Missouri Insurance Lawyer Blog
Missouri Insurance Lawyer Blog

Failure To Tell the Truth Can Void Life Insurance Policy

by Christian L Faiella, June 8, 2015

Life insurance is a critical financial tool for many families in the United States. As a recent Missouri case illustrates, the failure of an insured to give true answers on a life insurance application can result in a loss of the insurance policy when it comes time to collect the life insurance. In the case of Adams v. Stonebridge Life Insurance Company, the 8th Circuit Court of Appeals held that where a man who had purchased a life insurance policy gave false and misleading answers on an application in response to questions regarding whether he had any pre-existing mental disorders, the company could rescind the policy. The court noted that the insurance company justifiable relied on the man’s application answers, and therefore, the claim for benefits to the beneficiaries after the applicant’s death was proper.
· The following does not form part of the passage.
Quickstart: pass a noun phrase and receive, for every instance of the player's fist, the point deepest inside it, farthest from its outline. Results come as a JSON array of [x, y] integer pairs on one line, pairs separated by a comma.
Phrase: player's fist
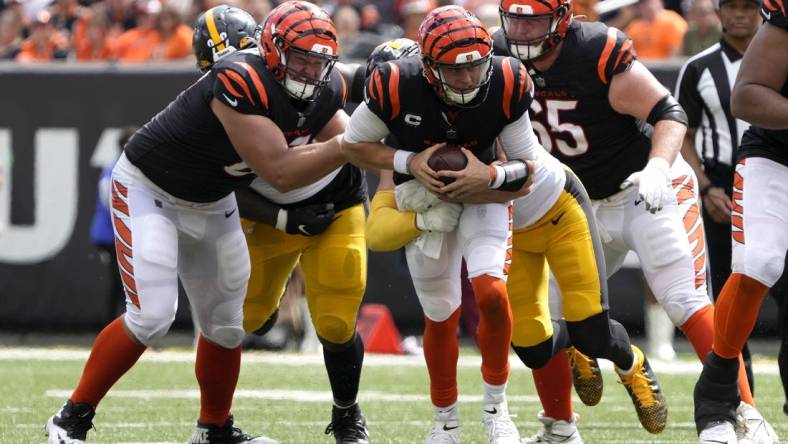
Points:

This underscores two important points. First, that the application is very important in the process of obtaining life insurance and will be relied upon by the insurance company in determining whether or not to insure a person, and the amount of premium that will be paid if the application is accepted. Second, while subject to certain statutory limitations, an insurance company generally has the right to rescind the policy when the application answers were falsely made by the application. Most states, including Missouri, have a non-contestability clause, under which, after a certain period of time has passed, answer will no longer form the basis for recession. However, as no one ever knows when they will die, it is an important practice to only provide correct information when applying for life insurance, so that the benefit will actually be there when it is needed.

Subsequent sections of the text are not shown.